How is scabies spread?
Direct skin-to-skin contact is the mode of transmission. Scabies mites are very sensitive to their environment. They can only live off of a host body for 24-36 hours under most conditions. Transmission of the mites involves close person-to-person contact of the skin-to-skin variety. It is hard, if not impossible, to catch scabies by shaking hands, hanging your coat next to someone who has it, or even sharing bedclothes that had mites in them the night before. Sexual physical contact, however, can transmit the disease. In fact, sexual contact is the most common form of transmission among sexually active young people, and scabies has been considered by many to be a sexually transmitted disease (STD). However, other forms of physical contact, such as mothers hugging their children, are sufficient to spread the mites. Over time, close friends and relatives can contract it this way, too. School settings typically do not provide the level of prolonged personal contact necessary for transmission of the mites.
signs and symptoms
Scabies signs and symptoms include:- Itching, often severe and usually worse at night
- Thin, irregular burrow tracks made up of tiny blisters or bumps on your skin
- Between fingers
- In armpits
- Around your waist
- Along the insides of wrists
- On your inner elbow
- On the soles of your feet
- Around breasts
- Around the male genital area
- On buttocks
- On knees
- On shoulder blades
- Scalp
- Face
- Neck
- Palms of the hands
- Soles of the feet
Causes
The eight-legged mite that causes scabies in humans is microscopic. The female mite burrows just beneath your skin and produces a tunnel in which it deposits eggs. The eggs mature in 21 days, and the new mites work their way to the surface of your skin, where they mature and can spread to other areas of your skin or to the skin of other people. The itching of scabies results from your body's allergic reaction to the mites, their eggs and their waste.Close physical contact and, less often, sharing clothing or bedding with an infected person can spread the mites.
Dogs, cats and humans all are affected by their own distinct species of mite. Each species of mite prefers one specific type of host and doesn't live long away from that preferred host.
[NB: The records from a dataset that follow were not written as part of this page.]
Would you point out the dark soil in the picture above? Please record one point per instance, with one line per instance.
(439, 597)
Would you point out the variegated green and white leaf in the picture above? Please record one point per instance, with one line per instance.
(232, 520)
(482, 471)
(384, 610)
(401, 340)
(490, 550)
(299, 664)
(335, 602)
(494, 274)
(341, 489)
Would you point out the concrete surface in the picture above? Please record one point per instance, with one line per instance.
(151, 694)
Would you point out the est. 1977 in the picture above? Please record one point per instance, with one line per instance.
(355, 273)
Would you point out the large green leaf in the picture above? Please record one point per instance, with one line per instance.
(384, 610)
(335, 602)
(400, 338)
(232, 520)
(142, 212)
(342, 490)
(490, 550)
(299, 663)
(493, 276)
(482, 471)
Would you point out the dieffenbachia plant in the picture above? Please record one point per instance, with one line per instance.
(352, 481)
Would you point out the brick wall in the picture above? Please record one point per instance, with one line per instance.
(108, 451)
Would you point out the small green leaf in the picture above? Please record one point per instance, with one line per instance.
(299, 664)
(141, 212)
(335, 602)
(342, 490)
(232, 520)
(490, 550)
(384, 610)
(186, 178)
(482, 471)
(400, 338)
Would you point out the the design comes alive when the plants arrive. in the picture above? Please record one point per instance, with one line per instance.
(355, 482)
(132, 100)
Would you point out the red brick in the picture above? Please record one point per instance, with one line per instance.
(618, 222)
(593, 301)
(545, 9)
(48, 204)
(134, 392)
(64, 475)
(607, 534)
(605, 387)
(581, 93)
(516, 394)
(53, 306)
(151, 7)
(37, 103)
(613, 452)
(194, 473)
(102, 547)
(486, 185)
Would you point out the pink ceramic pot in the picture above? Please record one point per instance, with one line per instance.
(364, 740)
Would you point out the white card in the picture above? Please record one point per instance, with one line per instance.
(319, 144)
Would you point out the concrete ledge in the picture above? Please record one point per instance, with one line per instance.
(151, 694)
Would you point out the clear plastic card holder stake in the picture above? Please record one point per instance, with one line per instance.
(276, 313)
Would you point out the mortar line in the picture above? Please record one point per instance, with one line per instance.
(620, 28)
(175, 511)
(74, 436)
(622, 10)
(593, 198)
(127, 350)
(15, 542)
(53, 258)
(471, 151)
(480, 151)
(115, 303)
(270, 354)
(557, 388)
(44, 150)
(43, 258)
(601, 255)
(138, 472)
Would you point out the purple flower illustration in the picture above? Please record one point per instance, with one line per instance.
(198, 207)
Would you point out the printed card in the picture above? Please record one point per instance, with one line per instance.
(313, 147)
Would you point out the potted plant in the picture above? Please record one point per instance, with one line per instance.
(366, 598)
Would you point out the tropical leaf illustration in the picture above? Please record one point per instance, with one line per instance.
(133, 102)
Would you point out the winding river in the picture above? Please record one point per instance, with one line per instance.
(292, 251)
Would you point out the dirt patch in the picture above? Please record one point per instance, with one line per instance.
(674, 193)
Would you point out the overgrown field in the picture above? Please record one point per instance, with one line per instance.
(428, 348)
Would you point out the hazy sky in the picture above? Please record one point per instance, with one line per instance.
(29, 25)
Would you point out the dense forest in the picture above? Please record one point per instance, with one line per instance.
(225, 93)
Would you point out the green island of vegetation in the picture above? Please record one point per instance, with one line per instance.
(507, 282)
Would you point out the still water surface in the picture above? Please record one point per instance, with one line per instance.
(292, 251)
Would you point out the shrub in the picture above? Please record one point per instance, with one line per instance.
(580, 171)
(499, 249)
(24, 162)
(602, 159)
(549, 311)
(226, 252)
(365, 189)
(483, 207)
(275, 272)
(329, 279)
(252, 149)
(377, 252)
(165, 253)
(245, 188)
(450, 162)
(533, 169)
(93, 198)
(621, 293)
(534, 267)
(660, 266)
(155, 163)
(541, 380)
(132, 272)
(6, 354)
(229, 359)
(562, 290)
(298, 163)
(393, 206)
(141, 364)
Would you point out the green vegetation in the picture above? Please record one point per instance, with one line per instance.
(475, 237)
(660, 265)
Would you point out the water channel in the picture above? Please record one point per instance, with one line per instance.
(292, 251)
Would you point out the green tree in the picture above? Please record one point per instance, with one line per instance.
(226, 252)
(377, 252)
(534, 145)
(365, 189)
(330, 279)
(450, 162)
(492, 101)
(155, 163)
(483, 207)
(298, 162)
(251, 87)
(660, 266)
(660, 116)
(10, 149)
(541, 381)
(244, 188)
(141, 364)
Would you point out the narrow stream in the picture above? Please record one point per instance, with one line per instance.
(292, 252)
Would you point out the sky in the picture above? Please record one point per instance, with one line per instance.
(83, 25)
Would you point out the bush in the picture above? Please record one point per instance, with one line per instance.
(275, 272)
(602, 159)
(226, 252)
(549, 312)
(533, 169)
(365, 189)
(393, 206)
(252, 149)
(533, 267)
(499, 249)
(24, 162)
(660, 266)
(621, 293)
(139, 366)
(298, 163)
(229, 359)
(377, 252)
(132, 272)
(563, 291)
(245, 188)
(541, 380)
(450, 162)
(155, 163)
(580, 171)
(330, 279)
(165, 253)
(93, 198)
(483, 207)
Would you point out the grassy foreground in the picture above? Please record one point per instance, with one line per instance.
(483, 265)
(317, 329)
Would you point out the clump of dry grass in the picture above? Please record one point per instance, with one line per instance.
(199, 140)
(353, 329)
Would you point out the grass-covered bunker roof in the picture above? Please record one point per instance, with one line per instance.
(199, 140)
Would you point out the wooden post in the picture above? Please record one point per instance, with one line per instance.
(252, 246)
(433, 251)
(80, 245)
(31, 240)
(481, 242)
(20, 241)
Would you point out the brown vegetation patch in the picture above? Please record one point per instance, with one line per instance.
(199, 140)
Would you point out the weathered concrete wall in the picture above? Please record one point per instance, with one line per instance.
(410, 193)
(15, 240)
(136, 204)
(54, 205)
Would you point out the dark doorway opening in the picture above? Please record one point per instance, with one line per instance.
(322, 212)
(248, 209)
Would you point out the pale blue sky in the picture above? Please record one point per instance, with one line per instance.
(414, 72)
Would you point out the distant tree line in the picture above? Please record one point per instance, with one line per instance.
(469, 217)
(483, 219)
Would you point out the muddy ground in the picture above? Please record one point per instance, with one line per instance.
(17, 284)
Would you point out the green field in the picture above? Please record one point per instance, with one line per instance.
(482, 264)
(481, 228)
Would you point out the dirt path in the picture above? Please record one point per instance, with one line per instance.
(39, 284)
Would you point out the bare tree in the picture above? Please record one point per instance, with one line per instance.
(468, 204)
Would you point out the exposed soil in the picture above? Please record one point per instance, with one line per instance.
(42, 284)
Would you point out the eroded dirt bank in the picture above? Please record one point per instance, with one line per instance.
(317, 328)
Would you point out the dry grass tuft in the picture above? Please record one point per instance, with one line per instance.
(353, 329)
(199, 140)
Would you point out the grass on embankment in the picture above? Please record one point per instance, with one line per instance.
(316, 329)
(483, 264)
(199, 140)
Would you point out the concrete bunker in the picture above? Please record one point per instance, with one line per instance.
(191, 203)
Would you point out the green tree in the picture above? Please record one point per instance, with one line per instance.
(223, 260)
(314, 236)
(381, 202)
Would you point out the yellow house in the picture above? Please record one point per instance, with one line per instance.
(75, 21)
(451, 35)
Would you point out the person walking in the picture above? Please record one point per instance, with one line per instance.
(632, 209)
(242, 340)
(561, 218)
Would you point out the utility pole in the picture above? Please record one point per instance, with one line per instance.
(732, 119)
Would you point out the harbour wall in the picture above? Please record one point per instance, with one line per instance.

So humans may have a temporary skin reaction from contact with the animal scabies mite. But people are unlikely to develop full-blown scabies from this source, as they might from contact with the human scabies mite.
Dignosis:
To diagnose scabies, your doctor examines your skin, looking for signs of mites, including the characteristic burrows. When your doctor locates a mite burrow, he or she may take a scraping from that area of your skin to examine under a microscope. The microscopic examination can determine the presence of mites or their eggs.
Treatment:
Skin lotions containing permethrin, lindane or crotamiton are available through a physician's prescription for the treatment of scabies. The lotions are applied to the whole body except the head and neck. Sometimes, itching may persist but should not be regarded as treatment failure or reinfestation. Persons who have had skin contact with an infested person (including family members, roommates, direct care providers and sexual contacts) should also be treated.
Prevention:
Avoid physical contact with infested individuals and their belongings, especially clothing and bedding. Health education on the life history of scabies, proper treatment and the need for early diagnosis and treatment of infested individuals and contacts is extremely important.
REFERENCES:
Chosidow, O. "Clinical Practices. Scabies." N Engl J Med 354.16 Apr. 2006: 1718-1727.
Dourmishev, A.L., L.A. Dourmishev, and R.A. Schwartz. "Ivermectin: Pharmacology and Application in Dermatology." Int J Dermatol 44.12 Dec. 2005: 981-988.